A vitamin supplement may help treat asthma patients who do not respond to standard drugs, research suggests.
Steroids are the standard treatment for asthma
People who fail to respond to steroid therapy suffer repeated attacks and are at a greater risk of dying.
A team at King's College London found the vitamin D3 could improve these patients' responsiveness to steroids.
The researchers say their work, published in the Journal of Clinical Investigation, could potentially save patients' lives and NHS resources.
Asthma is usually treated very effectively with inhaled steroids, but for some patients taking steroid tablets is the only option, even though they can cause serious side effects.
Some people, however, fail to respond even to high doses of oral steroids.

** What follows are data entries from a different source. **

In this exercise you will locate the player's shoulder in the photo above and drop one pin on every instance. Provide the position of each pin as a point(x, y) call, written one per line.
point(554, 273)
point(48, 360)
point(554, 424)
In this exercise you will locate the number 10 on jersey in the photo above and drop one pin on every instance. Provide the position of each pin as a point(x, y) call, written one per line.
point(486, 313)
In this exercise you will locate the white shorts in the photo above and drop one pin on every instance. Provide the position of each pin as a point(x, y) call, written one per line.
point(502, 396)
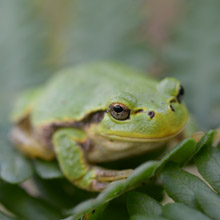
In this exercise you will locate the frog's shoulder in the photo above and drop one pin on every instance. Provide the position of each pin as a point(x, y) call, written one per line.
point(74, 93)
point(24, 104)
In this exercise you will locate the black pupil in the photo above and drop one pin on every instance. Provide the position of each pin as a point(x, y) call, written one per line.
point(181, 92)
point(118, 108)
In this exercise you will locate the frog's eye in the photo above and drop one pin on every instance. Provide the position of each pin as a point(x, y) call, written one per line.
point(180, 94)
point(119, 111)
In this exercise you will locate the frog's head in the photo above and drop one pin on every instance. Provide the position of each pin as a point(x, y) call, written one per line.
point(154, 113)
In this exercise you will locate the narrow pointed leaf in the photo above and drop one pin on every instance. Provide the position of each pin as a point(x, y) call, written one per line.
point(178, 211)
point(142, 204)
point(209, 203)
point(182, 186)
point(208, 164)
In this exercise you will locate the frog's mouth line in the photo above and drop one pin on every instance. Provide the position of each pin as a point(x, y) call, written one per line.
point(139, 139)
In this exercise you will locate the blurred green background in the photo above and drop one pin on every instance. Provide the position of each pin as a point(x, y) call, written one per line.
point(179, 38)
point(163, 37)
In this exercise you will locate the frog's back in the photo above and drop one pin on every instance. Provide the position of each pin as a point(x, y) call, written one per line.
point(74, 93)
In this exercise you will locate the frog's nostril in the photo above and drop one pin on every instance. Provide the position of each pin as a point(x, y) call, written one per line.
point(151, 114)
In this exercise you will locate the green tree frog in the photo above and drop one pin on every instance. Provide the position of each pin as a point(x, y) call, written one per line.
point(95, 113)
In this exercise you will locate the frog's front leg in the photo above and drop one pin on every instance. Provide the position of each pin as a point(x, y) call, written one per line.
point(67, 143)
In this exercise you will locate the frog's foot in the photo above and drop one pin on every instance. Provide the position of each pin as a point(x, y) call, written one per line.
point(74, 165)
point(26, 143)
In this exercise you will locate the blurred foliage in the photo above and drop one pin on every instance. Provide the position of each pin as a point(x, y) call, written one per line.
point(165, 38)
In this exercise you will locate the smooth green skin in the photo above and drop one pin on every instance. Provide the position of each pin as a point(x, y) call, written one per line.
point(75, 93)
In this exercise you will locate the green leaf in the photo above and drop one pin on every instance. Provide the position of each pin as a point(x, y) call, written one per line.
point(14, 168)
point(141, 174)
point(115, 189)
point(208, 164)
point(206, 141)
point(178, 154)
point(47, 170)
point(181, 186)
point(142, 204)
point(178, 211)
point(17, 201)
point(209, 203)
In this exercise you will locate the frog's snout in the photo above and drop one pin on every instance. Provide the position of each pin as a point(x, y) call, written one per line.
point(151, 114)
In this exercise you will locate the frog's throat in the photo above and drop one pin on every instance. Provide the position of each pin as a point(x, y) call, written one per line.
point(140, 139)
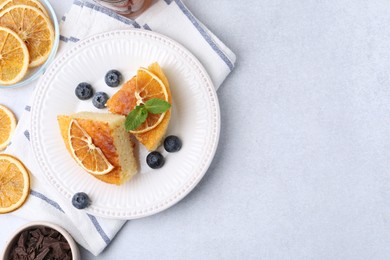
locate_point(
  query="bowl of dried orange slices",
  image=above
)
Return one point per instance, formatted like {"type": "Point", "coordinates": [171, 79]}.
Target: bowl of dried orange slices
{"type": "Point", "coordinates": [29, 37]}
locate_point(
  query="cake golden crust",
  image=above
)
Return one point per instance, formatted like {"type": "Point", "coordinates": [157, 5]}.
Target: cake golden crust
{"type": "Point", "coordinates": [123, 101]}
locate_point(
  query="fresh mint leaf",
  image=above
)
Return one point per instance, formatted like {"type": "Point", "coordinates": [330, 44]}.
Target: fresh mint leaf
{"type": "Point", "coordinates": [136, 117]}
{"type": "Point", "coordinates": [157, 106]}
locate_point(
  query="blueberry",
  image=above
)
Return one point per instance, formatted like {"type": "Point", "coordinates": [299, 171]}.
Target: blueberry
{"type": "Point", "coordinates": [84, 91]}
{"type": "Point", "coordinates": [113, 78]}
{"type": "Point", "coordinates": [172, 144]}
{"type": "Point", "coordinates": [99, 99]}
{"type": "Point", "coordinates": [155, 160]}
{"type": "Point", "coordinates": [81, 200]}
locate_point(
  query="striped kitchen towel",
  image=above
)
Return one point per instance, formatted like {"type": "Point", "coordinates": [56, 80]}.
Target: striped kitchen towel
{"type": "Point", "coordinates": [84, 19]}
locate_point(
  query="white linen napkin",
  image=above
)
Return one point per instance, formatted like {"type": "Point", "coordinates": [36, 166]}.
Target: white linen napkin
{"type": "Point", "coordinates": [84, 19]}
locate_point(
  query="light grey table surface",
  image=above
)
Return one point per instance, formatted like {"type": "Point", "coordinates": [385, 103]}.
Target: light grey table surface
{"type": "Point", "coordinates": [302, 169]}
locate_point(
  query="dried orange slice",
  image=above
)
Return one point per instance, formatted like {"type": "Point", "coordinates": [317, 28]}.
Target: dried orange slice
{"type": "Point", "coordinates": [33, 27]}
{"type": "Point", "coordinates": [14, 57]}
{"type": "Point", "coordinates": [89, 156]}
{"type": "Point", "coordinates": [149, 86]}
{"type": "Point", "coordinates": [4, 4]}
{"type": "Point", "coordinates": [7, 126]}
{"type": "Point", "coordinates": [14, 183]}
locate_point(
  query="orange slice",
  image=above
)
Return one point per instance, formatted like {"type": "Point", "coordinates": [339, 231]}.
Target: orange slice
{"type": "Point", "coordinates": [149, 86]}
{"type": "Point", "coordinates": [14, 57]}
{"type": "Point", "coordinates": [33, 27]}
{"type": "Point", "coordinates": [7, 126]}
{"type": "Point", "coordinates": [4, 4]}
{"type": "Point", "coordinates": [89, 156]}
{"type": "Point", "coordinates": [14, 183]}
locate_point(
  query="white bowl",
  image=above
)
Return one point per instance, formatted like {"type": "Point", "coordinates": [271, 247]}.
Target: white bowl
{"type": "Point", "coordinates": [73, 246]}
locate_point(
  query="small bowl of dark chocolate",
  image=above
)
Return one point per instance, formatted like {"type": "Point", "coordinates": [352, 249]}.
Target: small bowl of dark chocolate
{"type": "Point", "coordinates": [41, 240]}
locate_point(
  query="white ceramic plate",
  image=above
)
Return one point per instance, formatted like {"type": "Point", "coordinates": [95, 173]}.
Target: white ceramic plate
{"type": "Point", "coordinates": [195, 119]}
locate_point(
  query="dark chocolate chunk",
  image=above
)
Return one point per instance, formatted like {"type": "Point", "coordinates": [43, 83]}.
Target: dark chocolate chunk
{"type": "Point", "coordinates": [40, 243]}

Researcher Professor Tak Lee said: "This research is really exciting and points the direction towards potential new strategies for reversing steroid resistance.
"This has major implications for how to treat patients with severe asthma and could also substantially reduce the use of NHS resources."
The team's results imply that steroid treatment works, at least in part, by inducing the T-cells of the immune system to synthesise a secreted signalling molecule, called IL-10.
This molecule can inhibit the immune responses that cause the symptoms of allergic and asthmatic disease.
Unlike T-cells from healthy individuals, or patients that respond to steroids, T-cells taken from patients who are steroid resistant do not produce IL-10 when cultured in vitro with the steroid, dexamethasone.
However, the researchers found that when vitamin D3 was added to the culture medium along with dexamethasone, this defect was reversed.
The researchers gave daily vitamin D3 supplements to people with asthma who were unresponsive to steroids for seven days.
Blood tests showed the patients' T-cells were more responsive to dexamethasone after they had taken the supplement.
Further work needed
Lead researcher Dr Catherine Hawrylowicz said: "At the moment we only have a preliminary experimental observation.
"We now need to test the benefits of this treatment in the clinic, and we are currently putting a proposal together to carry out this work.
"Interestingly, vitamin D3 is at present occasionally administered to patients with severe asthma to help prevent steroid-induced osteoporosis.
"Our studies suggest that there is an additional potential benefit to this treatment."
Dr Lyn Smurthwaite, research development manager at Asthma UK, said: "Two-point-six million people in the UK have severe asthma symptoms, many of whom have restricted treatment options available to them as they do not respond to conventional steroid therapy.
"This research opens up a potentially important new avenue for developing treatments for people with difficult to control asthma."